Halbzeit Sheffield Wednesday – Plymouth 0:1

[21h44] Die ersten Fans gehen schon mal zum Getränkestand. Ganz schwaches Spiel des FC Chelsea.

[21h39] Chelsea kommt etwas besser ins Spiel, Wigan fast mit einem Eigentor, aber Palacios’ Kopfball wird vom eigenen Mitspieler noch über die Latte gelenkt. Aber viel Druck, Tempofußball von den Blues ist das nicht.

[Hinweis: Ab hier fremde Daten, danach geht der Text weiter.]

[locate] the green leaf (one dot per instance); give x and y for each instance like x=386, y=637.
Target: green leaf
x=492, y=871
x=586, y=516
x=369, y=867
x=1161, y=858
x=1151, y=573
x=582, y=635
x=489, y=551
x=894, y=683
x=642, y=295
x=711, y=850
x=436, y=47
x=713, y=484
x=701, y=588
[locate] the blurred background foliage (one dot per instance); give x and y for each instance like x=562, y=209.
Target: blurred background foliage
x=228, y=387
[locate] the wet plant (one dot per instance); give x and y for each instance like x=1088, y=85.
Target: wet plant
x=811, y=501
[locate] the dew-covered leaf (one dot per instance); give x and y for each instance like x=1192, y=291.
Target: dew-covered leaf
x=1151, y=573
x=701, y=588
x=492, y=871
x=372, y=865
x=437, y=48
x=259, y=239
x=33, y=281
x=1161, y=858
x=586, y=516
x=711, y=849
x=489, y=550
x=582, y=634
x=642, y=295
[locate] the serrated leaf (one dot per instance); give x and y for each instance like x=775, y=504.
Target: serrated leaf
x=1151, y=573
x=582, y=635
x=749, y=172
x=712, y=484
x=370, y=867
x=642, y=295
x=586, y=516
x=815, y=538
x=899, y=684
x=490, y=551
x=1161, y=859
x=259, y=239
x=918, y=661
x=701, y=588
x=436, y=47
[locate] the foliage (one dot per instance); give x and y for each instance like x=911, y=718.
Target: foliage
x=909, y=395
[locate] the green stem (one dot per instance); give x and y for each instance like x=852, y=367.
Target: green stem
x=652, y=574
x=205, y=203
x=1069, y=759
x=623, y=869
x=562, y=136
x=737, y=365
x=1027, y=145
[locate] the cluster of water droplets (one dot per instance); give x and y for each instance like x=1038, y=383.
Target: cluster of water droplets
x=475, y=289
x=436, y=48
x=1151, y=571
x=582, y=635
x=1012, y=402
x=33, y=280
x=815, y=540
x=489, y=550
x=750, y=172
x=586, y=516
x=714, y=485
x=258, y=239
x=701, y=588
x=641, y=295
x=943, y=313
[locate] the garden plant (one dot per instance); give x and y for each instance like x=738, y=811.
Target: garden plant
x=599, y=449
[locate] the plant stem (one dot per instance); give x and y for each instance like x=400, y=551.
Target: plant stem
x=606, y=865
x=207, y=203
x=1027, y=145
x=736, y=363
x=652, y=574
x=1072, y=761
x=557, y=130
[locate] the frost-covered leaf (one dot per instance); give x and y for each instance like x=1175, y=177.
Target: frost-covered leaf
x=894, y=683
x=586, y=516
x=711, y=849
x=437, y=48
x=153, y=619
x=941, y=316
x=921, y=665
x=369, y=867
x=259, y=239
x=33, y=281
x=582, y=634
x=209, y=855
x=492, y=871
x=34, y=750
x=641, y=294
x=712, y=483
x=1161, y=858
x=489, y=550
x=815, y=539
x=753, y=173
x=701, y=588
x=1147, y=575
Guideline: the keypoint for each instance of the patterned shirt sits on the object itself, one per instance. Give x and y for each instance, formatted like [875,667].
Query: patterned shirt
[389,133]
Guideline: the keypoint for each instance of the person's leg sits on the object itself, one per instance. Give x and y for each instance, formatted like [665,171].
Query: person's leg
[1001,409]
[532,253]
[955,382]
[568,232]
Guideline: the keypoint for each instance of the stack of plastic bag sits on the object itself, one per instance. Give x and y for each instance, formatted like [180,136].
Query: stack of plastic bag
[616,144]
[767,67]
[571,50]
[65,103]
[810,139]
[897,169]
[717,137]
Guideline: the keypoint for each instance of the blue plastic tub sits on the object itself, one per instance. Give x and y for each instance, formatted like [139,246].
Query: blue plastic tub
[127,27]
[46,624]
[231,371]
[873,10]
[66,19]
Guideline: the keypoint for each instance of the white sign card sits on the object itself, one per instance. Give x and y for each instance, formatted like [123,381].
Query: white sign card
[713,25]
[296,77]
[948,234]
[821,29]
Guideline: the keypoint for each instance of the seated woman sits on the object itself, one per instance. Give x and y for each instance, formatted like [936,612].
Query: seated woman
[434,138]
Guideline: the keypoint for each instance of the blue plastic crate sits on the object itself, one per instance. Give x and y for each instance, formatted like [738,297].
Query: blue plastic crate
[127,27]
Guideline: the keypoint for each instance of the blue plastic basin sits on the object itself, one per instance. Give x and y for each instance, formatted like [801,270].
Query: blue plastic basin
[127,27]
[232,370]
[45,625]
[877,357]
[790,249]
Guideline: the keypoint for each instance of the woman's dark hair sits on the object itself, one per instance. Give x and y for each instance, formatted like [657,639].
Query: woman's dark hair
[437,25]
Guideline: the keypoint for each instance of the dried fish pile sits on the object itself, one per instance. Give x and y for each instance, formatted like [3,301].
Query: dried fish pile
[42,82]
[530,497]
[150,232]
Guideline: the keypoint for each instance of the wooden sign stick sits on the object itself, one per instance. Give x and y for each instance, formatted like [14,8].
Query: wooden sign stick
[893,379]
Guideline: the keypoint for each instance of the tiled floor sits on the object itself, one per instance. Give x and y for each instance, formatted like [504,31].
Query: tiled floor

[21h29] Karmapunkte für Chris Kirkland im Tor von Wigan, der nach einem Kopfball von Anelka sensationell reagiert und den Ball noch über die Latte lenkt. Wieder wurde der Angriff über rechts initiiert, diesmal mit Essien und Beletti. Wigan ist über die eigene linke Seite extrem anfällig. Das müssten die Blues viel konsequenter ausnutzen.

[21h23] Nach 20 Minuten verzeichnen wir die beste Chance dieses Spiels – für Wigan Athletic, doch Peter Cech kann den Schuss von Valencia noch zur Ecke abwehren. Sagen wir es mal so: Heute könnte Avram Grant mal Gebrauch machen von seinem Versprechenn nach attraktivem Fußball. Im Moment ist die Spielweise des FC Chelsea Mourino reloaded. Das ist gar nichts, Wigan kommt immer besser in die Partie.

[21h18] Eine Partie auf überschaubarem Niveau. Chelsea mit gefühlten 80% Ballbesitz, viel kommt dabei aber noch nicht rum, weil Wigan zumindest defensiv ganz gut steht. Wenn sich das Team von Steve Bruce etwas mehr trauen würde, könnte sich ein Spiel hier ergeben. Bis jetzt ist es noch keines.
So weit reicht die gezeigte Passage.